The ironic part is that Victor Frankenstein‘s failure comes from its very nature. Trying to somewhat faithfully adapt such an old and well-known story for modern sensibilities simply doesn’t work, because half of its audience wasn’t interested and the other half already knew all the ins and outs of the narrative. Victor Frankenstein tries to be both modern and archaic, and comes off a little like a patchwork monster given artificial life.

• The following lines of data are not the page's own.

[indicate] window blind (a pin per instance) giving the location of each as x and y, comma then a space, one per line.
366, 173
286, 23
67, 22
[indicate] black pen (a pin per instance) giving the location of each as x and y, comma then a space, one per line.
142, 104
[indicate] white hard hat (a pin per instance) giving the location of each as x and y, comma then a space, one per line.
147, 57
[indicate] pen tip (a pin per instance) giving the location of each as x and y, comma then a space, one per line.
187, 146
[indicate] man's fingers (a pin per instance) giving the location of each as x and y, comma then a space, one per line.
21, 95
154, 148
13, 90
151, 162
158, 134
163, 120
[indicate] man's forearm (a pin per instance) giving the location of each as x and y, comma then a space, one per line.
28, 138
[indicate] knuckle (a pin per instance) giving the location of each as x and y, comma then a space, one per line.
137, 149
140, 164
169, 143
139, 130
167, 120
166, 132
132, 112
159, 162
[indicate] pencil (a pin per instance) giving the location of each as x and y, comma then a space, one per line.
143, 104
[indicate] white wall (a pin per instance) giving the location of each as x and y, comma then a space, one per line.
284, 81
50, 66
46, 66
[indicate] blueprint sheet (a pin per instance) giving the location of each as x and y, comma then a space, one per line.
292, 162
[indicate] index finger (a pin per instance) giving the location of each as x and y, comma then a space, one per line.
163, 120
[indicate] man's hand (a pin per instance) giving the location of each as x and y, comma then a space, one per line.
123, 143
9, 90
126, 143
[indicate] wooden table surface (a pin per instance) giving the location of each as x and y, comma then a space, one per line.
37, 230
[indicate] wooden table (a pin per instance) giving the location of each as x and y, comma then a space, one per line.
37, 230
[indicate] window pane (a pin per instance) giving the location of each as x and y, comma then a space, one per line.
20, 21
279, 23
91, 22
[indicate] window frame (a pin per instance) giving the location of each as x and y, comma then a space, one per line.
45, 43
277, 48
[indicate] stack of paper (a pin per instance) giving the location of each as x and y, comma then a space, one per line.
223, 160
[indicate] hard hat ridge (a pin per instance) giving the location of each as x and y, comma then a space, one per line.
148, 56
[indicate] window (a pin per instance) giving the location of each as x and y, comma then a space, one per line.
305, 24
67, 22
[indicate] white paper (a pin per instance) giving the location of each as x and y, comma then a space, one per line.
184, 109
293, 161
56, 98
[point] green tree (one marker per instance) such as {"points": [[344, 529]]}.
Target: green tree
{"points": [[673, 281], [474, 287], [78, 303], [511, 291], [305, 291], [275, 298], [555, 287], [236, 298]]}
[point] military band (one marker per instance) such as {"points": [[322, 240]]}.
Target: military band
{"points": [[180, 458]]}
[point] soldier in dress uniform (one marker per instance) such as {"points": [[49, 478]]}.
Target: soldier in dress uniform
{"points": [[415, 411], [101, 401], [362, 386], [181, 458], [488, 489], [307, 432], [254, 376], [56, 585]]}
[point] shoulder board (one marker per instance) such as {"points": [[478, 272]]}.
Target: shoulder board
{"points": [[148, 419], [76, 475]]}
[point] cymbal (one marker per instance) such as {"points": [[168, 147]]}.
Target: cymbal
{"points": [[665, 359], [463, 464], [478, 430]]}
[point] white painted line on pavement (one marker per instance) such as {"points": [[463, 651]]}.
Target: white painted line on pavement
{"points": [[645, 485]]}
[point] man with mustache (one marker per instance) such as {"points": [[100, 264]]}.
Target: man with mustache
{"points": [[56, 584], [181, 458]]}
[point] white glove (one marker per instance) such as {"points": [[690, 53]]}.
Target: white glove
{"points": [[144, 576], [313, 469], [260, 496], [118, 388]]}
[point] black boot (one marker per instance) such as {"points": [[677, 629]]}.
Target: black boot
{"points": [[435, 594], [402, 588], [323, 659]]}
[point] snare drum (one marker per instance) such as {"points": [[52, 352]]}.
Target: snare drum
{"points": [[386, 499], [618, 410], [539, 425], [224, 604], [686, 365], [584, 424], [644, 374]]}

The saddest part is that it’s really not a bad film. Though it’s not the most exciting, Victor Frankenstein features two particularly compelling actors bringing their unique talents to proceedings. McAvoy’s frenetic and occasionally frightening energy is perfect for the titular scientist, while Radcliffe’s quiet charm works well for the intelligent former hunchback trying to integrate into the society that shunned him. Much like the pair’s experiments, though, Victor Frankenstein‘s moving parts all seem to work, it’s just that no one really wanted the end result.

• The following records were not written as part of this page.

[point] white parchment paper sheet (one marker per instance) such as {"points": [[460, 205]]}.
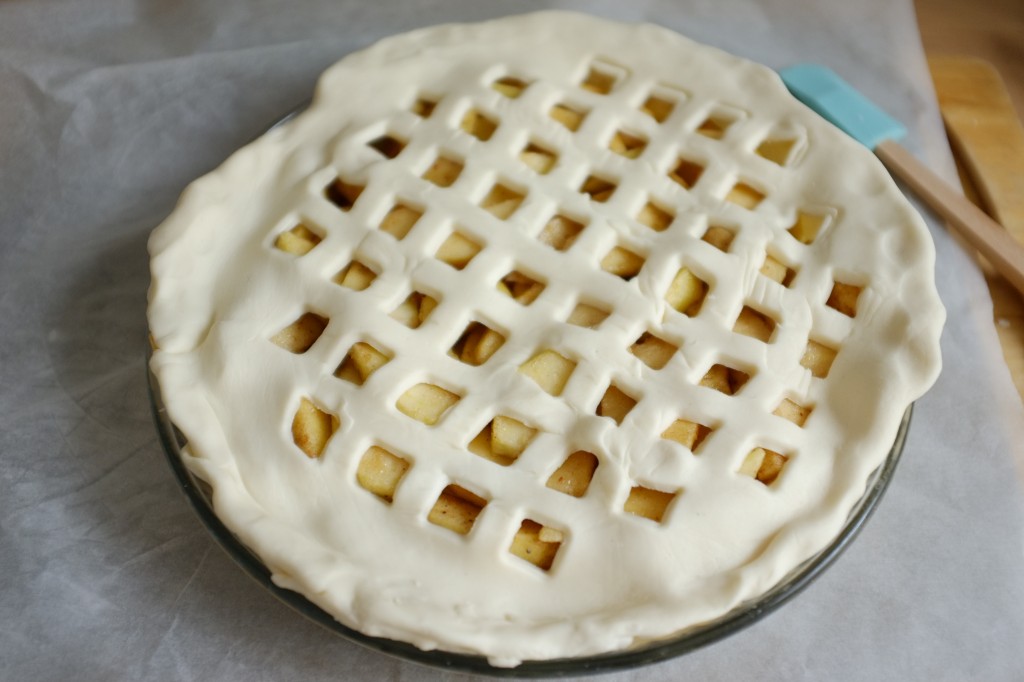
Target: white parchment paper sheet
{"points": [[109, 108]]}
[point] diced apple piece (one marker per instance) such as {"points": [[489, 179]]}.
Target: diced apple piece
{"points": [[301, 334], [530, 544], [719, 237], [343, 195], [521, 288], [686, 433], [686, 293], [380, 472], [844, 298], [399, 220], [502, 201], [724, 379], [568, 117], [477, 344], [818, 358], [653, 351], [615, 405], [628, 145], [509, 436], [623, 263], [763, 465], [598, 188], [795, 413], [654, 217], [457, 509], [686, 173], [807, 226], [415, 309], [744, 196], [458, 250], [657, 108], [297, 241], [443, 172], [598, 81], [311, 428], [426, 402], [752, 463], [776, 151], [574, 475], [587, 315], [367, 358], [550, 370], [355, 275]]}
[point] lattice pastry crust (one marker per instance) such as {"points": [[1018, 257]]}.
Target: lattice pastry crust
{"points": [[542, 337]]}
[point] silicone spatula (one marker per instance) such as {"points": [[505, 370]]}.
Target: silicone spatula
{"points": [[838, 101]]}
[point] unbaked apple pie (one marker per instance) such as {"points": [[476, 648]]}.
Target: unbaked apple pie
{"points": [[541, 337]]}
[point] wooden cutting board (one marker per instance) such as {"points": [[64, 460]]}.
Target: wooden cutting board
{"points": [[987, 139]]}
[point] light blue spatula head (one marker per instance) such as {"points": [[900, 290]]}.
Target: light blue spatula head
{"points": [[821, 89]]}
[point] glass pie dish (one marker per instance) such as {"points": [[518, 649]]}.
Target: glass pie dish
{"points": [[199, 495]]}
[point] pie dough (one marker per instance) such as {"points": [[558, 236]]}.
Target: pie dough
{"points": [[543, 337]]}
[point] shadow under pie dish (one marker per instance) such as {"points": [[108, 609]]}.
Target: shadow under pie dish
{"points": [[529, 349]]}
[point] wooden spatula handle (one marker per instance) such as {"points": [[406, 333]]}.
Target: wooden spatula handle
{"points": [[991, 241]]}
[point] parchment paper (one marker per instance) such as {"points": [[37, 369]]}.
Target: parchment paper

Summary: Victor Frankenstein takes Mary Shelley’s classic and tries to faithfully adapt it for a modern audience, leading to a slightly confused but generally consistent film that was overlooked for its lack of originality.
Highlight: The subtle depth of James McAvoy’s performance makes the eponymous scientist a particularly exciting figure – it’s unclear if he’s the hero or the villain, which sort of feels like the whole point of the movie.